My daughter and I independently recounted this incident. My version is below. For her version, click
hereI was excited! Christmas was just a week away and, though an adult in years, I was still a child at heart. Today was the annual “treat Sunday “at church. As my daughter and I left the building, we received a small paper bag containing various treats—usually candy, popcorn and an orange.
As we rounded the downtown square, I turned to my daughter and asked, “What’s in your treat bag?”
She opened the bag and found it contained the usual assortment of goodies. She picked out one of the candies and sighed, “Oh, it’s a Farley candy.”
Farley candy reminded me of Chuck & Betty Farley, a couple we had "met" on a previous trip to South Dakota. But, that is another story. Anyway, for some reason I have always had an affinity for
spoonerisms. In my strongest, most ho! ho! ho! liday voice I shouted “Well, F…k Charley!”

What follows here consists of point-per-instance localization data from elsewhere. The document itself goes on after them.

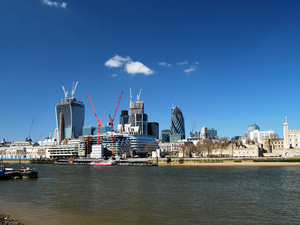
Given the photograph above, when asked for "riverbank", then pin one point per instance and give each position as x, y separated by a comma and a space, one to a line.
228, 162
5, 219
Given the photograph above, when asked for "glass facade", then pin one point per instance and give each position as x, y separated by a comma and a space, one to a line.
153, 129
165, 136
70, 115
89, 130
177, 122
139, 142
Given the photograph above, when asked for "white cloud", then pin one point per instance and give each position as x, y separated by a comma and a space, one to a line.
55, 4
190, 70
137, 67
183, 63
117, 61
165, 64
129, 66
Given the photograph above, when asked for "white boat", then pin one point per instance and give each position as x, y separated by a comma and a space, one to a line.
108, 162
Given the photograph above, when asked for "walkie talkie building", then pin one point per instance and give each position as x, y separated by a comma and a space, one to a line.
177, 123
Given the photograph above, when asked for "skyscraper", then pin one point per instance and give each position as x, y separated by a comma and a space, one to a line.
69, 116
137, 116
177, 124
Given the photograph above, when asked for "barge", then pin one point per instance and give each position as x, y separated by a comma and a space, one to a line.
23, 173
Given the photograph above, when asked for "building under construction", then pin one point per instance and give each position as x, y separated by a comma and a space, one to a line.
137, 117
69, 116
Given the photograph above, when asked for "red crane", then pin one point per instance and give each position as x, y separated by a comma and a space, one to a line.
194, 129
98, 121
112, 123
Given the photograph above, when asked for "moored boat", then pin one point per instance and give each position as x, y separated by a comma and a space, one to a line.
4, 175
136, 163
108, 162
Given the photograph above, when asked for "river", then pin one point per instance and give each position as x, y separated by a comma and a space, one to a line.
82, 194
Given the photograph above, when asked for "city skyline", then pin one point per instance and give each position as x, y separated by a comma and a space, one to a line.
225, 64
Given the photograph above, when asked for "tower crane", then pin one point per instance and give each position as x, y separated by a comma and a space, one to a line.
98, 121
29, 138
194, 129
112, 123
74, 89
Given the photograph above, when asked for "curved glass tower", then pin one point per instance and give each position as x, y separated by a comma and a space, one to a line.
69, 116
177, 123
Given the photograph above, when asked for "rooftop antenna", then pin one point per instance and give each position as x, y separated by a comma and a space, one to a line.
138, 97
66, 93
74, 89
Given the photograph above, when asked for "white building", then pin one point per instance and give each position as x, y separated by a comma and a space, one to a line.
291, 137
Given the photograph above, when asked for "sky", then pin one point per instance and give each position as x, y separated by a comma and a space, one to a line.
226, 64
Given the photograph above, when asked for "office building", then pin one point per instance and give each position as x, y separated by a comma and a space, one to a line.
153, 129
69, 117
137, 117
165, 136
177, 124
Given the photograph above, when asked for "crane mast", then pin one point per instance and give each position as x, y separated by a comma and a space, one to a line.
98, 121
112, 123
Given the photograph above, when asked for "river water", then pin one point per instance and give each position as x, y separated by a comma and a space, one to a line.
81, 194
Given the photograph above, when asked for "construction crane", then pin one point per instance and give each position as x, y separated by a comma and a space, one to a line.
112, 123
194, 129
98, 121
74, 89
29, 138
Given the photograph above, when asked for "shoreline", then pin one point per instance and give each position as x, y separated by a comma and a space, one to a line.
6, 219
265, 164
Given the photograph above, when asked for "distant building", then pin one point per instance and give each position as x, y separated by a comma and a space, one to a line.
137, 117
291, 137
89, 130
69, 117
165, 136
177, 124
124, 118
212, 133
251, 128
141, 143
254, 133
153, 129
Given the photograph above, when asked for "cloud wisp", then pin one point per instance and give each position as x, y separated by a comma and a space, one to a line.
117, 61
55, 4
164, 64
182, 63
130, 66
137, 67
188, 71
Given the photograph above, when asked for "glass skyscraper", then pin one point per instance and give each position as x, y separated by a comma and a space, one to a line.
137, 117
177, 123
69, 118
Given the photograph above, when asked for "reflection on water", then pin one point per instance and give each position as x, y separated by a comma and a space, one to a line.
155, 195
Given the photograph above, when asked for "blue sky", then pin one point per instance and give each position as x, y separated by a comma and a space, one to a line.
226, 64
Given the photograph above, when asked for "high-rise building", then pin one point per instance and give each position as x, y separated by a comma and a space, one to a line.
177, 123
124, 118
153, 129
137, 117
69, 116
165, 136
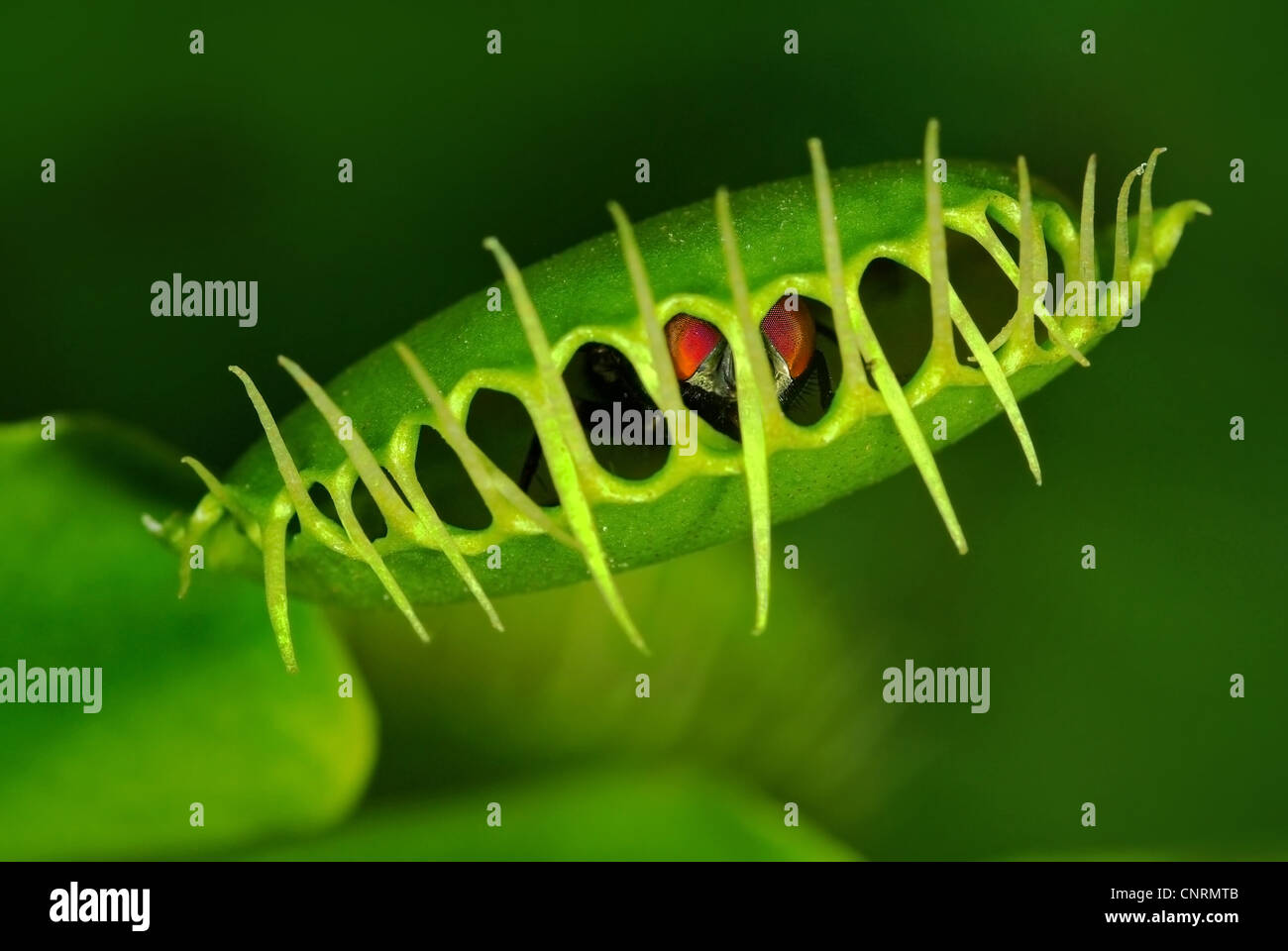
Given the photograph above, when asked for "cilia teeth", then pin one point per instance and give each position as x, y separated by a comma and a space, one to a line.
603, 521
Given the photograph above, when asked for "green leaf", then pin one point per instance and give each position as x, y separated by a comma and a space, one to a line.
597, 816
194, 703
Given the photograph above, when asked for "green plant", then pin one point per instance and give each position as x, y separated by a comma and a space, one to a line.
815, 238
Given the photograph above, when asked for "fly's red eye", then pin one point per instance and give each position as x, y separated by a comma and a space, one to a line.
691, 342
791, 333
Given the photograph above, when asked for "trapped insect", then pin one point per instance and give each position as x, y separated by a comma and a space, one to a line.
713, 309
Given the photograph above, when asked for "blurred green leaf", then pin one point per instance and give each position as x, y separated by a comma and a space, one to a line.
593, 816
196, 706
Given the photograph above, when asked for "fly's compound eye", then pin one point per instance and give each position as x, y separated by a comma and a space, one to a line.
691, 342
791, 334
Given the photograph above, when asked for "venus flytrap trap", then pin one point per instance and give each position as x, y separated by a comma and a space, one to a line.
800, 239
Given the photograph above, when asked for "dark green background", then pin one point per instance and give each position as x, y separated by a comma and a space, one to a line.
1108, 686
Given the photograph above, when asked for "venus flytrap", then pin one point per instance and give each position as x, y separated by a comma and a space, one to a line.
809, 236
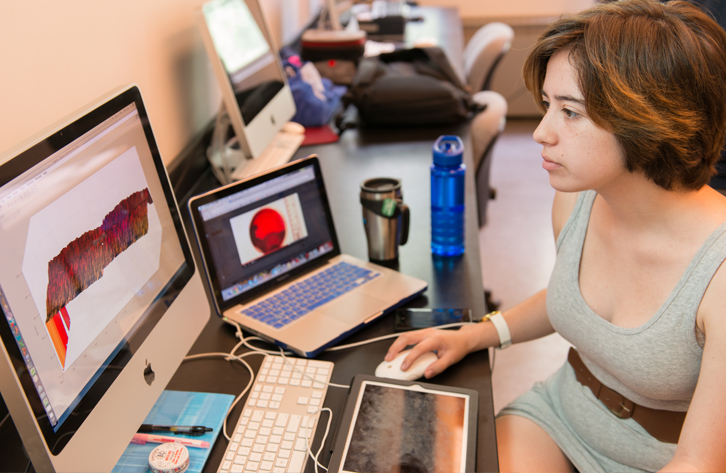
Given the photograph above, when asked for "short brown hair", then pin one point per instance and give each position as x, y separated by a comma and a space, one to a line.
654, 75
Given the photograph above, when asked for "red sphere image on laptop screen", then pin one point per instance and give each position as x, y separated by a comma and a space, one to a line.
267, 230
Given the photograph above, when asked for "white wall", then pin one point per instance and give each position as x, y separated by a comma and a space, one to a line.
57, 56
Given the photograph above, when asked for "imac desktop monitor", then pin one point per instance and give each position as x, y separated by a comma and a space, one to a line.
99, 293
255, 92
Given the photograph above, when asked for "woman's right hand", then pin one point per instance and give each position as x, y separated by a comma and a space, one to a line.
450, 346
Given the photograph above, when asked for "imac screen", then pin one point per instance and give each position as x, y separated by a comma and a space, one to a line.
91, 259
239, 37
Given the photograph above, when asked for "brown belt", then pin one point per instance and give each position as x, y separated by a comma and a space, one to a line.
663, 425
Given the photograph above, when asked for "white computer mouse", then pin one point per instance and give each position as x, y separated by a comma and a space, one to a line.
392, 369
293, 127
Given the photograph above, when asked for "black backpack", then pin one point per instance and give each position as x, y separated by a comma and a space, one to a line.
409, 87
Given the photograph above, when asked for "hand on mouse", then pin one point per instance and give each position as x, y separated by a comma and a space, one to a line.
451, 347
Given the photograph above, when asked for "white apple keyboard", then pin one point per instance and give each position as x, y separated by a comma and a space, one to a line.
392, 369
281, 413
277, 153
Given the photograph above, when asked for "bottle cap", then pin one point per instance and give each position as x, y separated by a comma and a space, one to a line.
448, 150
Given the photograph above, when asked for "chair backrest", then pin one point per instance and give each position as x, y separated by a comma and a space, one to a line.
485, 129
483, 52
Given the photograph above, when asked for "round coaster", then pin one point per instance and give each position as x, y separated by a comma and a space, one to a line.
169, 458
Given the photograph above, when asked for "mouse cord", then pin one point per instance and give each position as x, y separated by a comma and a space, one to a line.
322, 442
279, 351
282, 353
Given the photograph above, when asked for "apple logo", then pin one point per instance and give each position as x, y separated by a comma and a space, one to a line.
149, 374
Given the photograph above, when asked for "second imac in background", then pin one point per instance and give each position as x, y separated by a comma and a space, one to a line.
256, 97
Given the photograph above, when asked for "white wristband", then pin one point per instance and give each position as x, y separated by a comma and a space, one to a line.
505, 338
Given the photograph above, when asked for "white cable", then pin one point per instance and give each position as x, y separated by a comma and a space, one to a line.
308, 428
393, 335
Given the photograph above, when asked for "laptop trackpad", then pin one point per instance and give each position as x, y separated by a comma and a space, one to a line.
354, 308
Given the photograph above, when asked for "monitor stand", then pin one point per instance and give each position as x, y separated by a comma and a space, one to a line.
229, 163
278, 152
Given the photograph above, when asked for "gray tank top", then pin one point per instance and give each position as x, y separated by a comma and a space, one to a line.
655, 365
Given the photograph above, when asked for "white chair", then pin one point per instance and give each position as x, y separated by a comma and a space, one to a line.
485, 129
483, 52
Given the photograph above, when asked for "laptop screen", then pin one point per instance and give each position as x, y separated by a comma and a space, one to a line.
256, 234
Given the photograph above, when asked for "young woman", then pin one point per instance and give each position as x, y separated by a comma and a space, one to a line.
634, 102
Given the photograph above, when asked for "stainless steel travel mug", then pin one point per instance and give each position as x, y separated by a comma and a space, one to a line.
385, 217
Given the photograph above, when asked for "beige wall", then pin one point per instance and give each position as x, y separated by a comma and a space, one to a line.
57, 56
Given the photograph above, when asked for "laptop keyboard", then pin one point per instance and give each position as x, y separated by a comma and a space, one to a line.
307, 295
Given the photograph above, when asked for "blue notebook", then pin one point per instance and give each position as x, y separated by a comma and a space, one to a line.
180, 408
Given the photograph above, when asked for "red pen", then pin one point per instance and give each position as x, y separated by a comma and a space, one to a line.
143, 438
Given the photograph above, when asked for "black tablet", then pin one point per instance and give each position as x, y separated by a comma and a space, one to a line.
406, 426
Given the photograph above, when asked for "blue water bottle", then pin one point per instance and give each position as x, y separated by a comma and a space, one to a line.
447, 197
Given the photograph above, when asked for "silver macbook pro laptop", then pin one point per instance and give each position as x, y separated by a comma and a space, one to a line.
274, 265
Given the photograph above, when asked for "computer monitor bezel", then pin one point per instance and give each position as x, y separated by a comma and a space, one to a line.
255, 136
94, 413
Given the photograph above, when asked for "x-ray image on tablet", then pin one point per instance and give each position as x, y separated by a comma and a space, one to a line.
406, 428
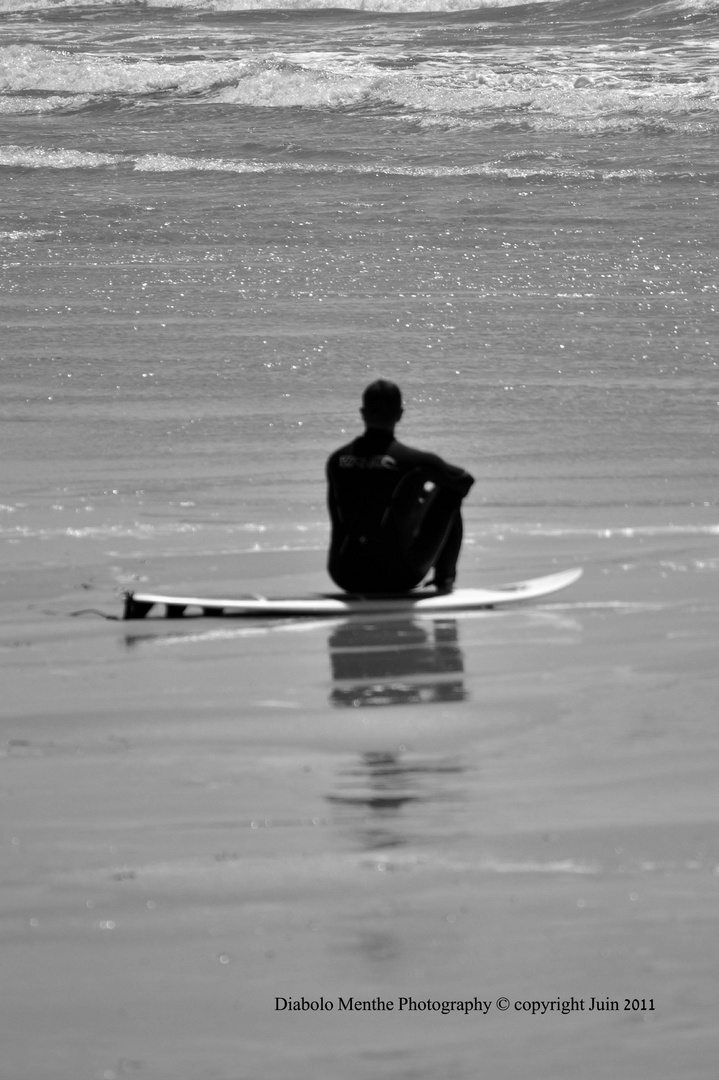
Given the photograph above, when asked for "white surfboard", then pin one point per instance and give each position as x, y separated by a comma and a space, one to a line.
138, 605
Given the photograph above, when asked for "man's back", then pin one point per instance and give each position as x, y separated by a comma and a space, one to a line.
394, 510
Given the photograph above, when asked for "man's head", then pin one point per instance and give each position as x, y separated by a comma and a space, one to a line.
381, 404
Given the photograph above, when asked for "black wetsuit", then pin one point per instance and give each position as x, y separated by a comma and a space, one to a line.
388, 529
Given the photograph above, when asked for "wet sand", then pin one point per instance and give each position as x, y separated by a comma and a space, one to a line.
203, 817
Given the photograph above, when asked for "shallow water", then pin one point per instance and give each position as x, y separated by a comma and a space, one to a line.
217, 224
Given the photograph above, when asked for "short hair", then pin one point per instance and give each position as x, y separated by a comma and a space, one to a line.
382, 399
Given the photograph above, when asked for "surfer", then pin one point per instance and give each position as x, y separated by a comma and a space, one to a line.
394, 510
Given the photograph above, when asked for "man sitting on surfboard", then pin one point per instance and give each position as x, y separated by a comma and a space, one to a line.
394, 511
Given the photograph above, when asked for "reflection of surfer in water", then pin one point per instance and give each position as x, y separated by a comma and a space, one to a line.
395, 511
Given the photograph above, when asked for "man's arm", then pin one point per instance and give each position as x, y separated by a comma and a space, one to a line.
438, 471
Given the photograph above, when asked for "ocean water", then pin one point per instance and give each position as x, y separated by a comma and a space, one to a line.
219, 220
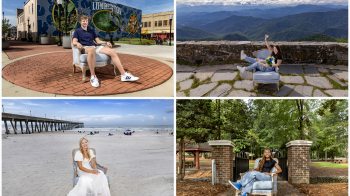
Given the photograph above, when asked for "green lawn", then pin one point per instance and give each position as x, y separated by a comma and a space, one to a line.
329, 165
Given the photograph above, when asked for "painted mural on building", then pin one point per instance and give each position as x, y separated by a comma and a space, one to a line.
108, 19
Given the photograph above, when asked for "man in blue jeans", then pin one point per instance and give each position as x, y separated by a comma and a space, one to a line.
86, 38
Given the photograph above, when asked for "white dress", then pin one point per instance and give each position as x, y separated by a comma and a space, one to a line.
89, 184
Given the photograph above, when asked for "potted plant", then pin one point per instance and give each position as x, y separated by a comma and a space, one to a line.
5, 31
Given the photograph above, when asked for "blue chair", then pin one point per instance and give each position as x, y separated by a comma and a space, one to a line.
260, 77
75, 167
80, 60
268, 188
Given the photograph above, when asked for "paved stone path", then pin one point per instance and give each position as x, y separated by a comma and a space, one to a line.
284, 189
296, 81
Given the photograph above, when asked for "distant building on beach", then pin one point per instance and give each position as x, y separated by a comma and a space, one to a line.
43, 17
158, 25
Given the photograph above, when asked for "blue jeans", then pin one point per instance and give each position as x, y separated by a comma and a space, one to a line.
256, 66
250, 177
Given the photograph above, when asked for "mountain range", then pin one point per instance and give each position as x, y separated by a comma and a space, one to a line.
290, 23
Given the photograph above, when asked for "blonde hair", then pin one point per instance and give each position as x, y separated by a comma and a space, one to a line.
81, 147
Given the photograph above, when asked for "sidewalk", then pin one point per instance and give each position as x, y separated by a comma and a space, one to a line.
161, 54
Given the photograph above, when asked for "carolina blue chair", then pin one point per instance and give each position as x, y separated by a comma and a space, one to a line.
267, 188
260, 77
80, 60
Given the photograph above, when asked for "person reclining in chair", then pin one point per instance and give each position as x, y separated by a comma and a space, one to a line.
85, 38
262, 173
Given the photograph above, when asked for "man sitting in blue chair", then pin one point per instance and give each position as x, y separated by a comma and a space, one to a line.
264, 172
85, 39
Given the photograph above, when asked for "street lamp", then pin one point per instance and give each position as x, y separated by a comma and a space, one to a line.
28, 28
170, 22
59, 3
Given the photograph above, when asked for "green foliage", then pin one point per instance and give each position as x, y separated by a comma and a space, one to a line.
59, 13
136, 41
257, 124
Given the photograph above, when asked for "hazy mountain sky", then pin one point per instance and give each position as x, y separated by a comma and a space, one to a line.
257, 2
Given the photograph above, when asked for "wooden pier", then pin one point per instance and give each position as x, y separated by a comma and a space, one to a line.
32, 124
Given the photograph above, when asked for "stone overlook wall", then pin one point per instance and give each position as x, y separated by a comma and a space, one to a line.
228, 52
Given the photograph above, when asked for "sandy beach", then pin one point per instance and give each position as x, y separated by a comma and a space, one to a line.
41, 164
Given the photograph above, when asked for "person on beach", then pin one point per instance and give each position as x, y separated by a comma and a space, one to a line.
91, 180
263, 64
85, 39
263, 172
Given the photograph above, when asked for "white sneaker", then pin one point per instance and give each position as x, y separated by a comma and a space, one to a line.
243, 55
128, 77
94, 81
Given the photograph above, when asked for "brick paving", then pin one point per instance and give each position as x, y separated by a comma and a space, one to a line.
52, 73
296, 81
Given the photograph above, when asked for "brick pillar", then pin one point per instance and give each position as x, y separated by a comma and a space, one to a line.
223, 155
299, 161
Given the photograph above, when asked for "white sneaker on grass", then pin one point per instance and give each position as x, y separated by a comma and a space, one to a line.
94, 81
241, 69
128, 77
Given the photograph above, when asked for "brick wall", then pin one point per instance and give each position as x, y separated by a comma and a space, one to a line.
299, 162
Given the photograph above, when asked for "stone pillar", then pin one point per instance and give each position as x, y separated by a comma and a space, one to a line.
299, 161
223, 156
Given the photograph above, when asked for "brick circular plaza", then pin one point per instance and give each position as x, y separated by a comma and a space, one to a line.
53, 73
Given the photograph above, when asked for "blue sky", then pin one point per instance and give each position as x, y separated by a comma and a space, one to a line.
147, 6
94, 112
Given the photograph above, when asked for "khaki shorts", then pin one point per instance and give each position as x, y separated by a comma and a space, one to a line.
98, 48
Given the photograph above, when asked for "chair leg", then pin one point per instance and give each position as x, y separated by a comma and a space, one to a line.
83, 70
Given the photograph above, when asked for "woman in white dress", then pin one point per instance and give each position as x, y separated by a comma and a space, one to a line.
91, 180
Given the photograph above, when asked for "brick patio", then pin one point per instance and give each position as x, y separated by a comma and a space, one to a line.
52, 73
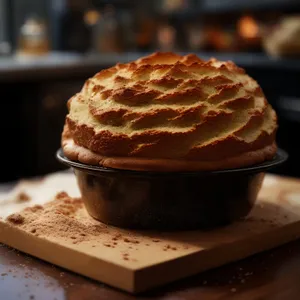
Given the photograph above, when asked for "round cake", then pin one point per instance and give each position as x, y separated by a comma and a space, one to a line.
166, 112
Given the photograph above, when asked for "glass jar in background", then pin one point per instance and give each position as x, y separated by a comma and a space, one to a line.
107, 36
196, 38
166, 37
33, 37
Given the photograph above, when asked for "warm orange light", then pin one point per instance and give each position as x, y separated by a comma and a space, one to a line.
91, 17
248, 27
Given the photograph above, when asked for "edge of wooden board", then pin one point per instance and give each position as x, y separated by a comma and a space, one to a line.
197, 262
68, 258
140, 280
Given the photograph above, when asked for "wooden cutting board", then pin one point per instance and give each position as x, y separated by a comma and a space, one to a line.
136, 261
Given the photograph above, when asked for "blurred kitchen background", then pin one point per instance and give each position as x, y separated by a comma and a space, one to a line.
49, 47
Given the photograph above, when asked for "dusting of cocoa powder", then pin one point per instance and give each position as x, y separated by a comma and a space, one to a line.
23, 197
16, 219
60, 218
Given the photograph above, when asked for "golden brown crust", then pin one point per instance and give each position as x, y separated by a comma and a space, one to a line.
166, 108
83, 155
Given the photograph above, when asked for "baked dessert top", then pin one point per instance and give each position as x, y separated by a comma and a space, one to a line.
168, 112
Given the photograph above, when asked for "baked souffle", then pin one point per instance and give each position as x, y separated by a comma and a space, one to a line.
166, 112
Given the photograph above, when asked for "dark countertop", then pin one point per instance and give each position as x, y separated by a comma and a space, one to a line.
271, 275
68, 64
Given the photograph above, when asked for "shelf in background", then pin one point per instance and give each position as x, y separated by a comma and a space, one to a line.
60, 64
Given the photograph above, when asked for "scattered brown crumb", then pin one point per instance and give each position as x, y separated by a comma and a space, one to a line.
35, 208
16, 219
62, 195
127, 240
23, 197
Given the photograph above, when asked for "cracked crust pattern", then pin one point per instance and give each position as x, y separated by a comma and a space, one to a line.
170, 112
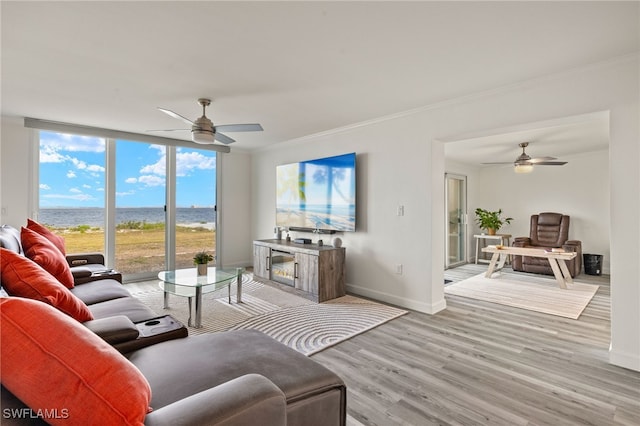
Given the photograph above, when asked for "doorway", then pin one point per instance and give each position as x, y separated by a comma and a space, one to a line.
455, 220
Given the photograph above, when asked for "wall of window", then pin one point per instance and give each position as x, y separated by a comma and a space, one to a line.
147, 206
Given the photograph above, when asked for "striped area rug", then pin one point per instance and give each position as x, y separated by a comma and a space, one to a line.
304, 325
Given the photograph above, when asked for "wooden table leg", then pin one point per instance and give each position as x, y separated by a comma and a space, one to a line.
565, 271
492, 264
557, 273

I knew instantly that I should have silently rehearsed that spoonerism before blurting it out. Time stood still as many thoughts raced through my mind.
Oh, my gosh! Did I really say that? Here I am only two minutes away from church and I’m already shouting the “F” word to my 12-year old daughter. I must be a really unfit mother. And poor baby Jesus…what will He think? I didn’t mean to be irreverent. I really didn’t mean to say that.As I sat frozen at the steering wheel wondering how to explain my outburst, both of us were struck with the humor of the situation. Simultaneously we burst into uncontrollable laughter. These were no giddy giggles, these were gargantuan guffaws that gave you a bellyache and made you cry so hard you couldn’t see. We carried on like this the remaining 10 miles home, hoping we wouldn’t meet a cop. He would surely accuse me of sipping too much eggnog.
Well, they say all’s well that ends well. And things did turn out just fine. My daughter was apparently unaffected by that unexpected encounter with the “F” word, I know Jesus understood and forgave my foolishness and I learned to quit using those spoonerisms.